Why is there a difference? Is it relevant? How are you using tags? Is there a “good” strategy?

I collected tag-lists from some users and tried to compare (*) to my tag list …

user abbrev N links N tags Mean citation per tag Max citation for a tag
je 401 757 3.52 84
ad 614 1123 3.07 98
do 113 195 2.33 27
ch 2320 582 15.86 326
de 3528 1550 13.29 923

With 5 people, I don’t pretend that it’s significant … We have clearly two groups: me and my friends (the 3 first lines) with < 1000 links and a mean citation per tag of around 2-3. The two last lines are from 2 people taken “at random” (well, I eliminated people with < 1000 links like the 1st group). When I plot the histogram of tags usage, I always get the same trend: a huge amount of tags used a few times and very few tags cited very often (as expected, see figure below).

histogram of my tags usage

Rashmi Sinha’s cognitive analysis of tagging is a good start to understand the tagging process. But it could be nice to find other important ressources and/or learn from others experiences …

(*) data and Python scripts available upon request. I had to write my own Python scripts to retrieve data since, unfortunately, Michael G. Noll’s Unofficial Python API for research are not available anymore.
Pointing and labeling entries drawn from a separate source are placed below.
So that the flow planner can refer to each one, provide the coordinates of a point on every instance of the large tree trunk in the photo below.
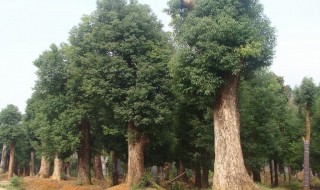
(104, 166)
(11, 162)
(271, 172)
(58, 163)
(256, 176)
(306, 163)
(44, 171)
(229, 169)
(182, 169)
(32, 163)
(289, 174)
(115, 176)
(136, 144)
(84, 154)
(3, 159)
(197, 172)
(276, 178)
(306, 167)
(205, 169)
(98, 167)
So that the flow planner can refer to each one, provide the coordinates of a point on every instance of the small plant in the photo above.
(63, 176)
(175, 186)
(145, 180)
(15, 181)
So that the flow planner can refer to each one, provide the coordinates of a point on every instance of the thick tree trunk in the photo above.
(3, 159)
(276, 178)
(306, 166)
(229, 169)
(306, 163)
(289, 174)
(58, 163)
(84, 154)
(271, 172)
(44, 171)
(182, 169)
(197, 172)
(256, 176)
(205, 170)
(136, 144)
(104, 166)
(32, 163)
(98, 167)
(11, 162)
(66, 169)
(115, 177)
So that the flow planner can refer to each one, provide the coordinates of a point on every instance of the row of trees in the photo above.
(121, 84)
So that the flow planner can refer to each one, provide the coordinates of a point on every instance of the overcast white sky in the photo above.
(28, 27)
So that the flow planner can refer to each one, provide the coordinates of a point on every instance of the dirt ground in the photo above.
(34, 183)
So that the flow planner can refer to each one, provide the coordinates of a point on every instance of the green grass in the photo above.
(15, 184)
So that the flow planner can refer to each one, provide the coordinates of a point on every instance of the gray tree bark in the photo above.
(229, 169)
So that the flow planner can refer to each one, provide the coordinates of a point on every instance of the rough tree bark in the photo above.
(32, 163)
(136, 144)
(205, 169)
(276, 178)
(182, 169)
(58, 163)
(11, 162)
(271, 172)
(3, 159)
(84, 152)
(229, 169)
(306, 158)
(256, 176)
(115, 177)
(197, 172)
(44, 171)
(97, 168)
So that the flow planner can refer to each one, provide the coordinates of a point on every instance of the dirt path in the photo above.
(4, 183)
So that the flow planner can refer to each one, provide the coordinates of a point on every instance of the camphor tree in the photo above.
(119, 56)
(10, 126)
(263, 102)
(304, 97)
(217, 41)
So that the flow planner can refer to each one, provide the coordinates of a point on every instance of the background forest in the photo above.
(123, 95)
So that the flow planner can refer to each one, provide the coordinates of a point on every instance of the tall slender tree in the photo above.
(217, 41)
(304, 97)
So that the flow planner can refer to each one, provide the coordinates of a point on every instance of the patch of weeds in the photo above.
(15, 184)
(175, 186)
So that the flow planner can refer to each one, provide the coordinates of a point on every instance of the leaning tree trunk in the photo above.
(115, 176)
(306, 162)
(197, 169)
(205, 169)
(136, 144)
(271, 172)
(11, 162)
(44, 171)
(84, 152)
(32, 163)
(229, 169)
(256, 175)
(58, 163)
(3, 159)
(97, 168)
(182, 170)
(276, 178)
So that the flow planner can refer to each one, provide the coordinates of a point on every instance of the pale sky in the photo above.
(28, 27)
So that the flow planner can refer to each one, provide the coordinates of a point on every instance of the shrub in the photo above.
(15, 181)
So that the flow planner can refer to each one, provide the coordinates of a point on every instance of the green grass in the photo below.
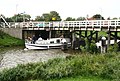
(78, 78)
(8, 41)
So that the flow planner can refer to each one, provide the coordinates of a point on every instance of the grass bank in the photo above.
(78, 78)
(7, 40)
(104, 66)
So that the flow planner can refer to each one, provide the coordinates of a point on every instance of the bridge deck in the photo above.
(92, 25)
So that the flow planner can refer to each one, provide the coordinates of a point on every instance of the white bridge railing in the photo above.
(94, 24)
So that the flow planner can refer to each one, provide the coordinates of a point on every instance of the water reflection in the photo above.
(14, 56)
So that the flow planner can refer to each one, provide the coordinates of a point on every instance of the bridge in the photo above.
(23, 29)
(91, 25)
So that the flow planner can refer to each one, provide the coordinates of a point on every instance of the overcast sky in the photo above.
(65, 8)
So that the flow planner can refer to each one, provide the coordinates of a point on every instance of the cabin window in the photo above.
(58, 41)
(51, 41)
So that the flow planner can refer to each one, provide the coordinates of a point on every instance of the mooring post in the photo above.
(73, 40)
(96, 39)
(115, 39)
(108, 41)
(103, 45)
(50, 34)
(91, 32)
(86, 33)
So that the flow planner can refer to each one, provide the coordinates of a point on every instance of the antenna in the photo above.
(4, 20)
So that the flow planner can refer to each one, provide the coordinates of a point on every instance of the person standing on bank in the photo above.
(34, 39)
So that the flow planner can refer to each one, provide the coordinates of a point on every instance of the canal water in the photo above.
(10, 57)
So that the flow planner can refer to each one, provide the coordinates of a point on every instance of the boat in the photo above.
(51, 43)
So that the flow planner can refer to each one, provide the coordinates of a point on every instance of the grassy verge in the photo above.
(78, 78)
(7, 41)
(105, 66)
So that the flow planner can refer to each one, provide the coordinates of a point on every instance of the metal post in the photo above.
(108, 42)
(96, 36)
(50, 34)
(115, 39)
(73, 40)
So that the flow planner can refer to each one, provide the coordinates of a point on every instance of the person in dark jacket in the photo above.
(34, 39)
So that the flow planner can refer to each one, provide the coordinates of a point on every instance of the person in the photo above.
(34, 39)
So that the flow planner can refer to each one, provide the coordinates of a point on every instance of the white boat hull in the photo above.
(45, 44)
Update on May 6th (a bit later): Michael’s API is back! I’ll use it later 🙂 Thanks Michael. If you want to spend your holiday in Canada, you can go to the ACM Document Engineering 2007 where he’ll introduce a paper related to this subject. Another thing: when I looked again at the table above, there are two “trends” (remember, I don’t pretend to be exhaustive nor significant): people with < 1000 links have more keywords than links ; with > 1000 links, more links than keywords. Is there a more precise limit? I guess this has something to do with the fact people are only interested in a “small” number of subjects and tend to collect as many variations (links/webpages) as possible on the subject.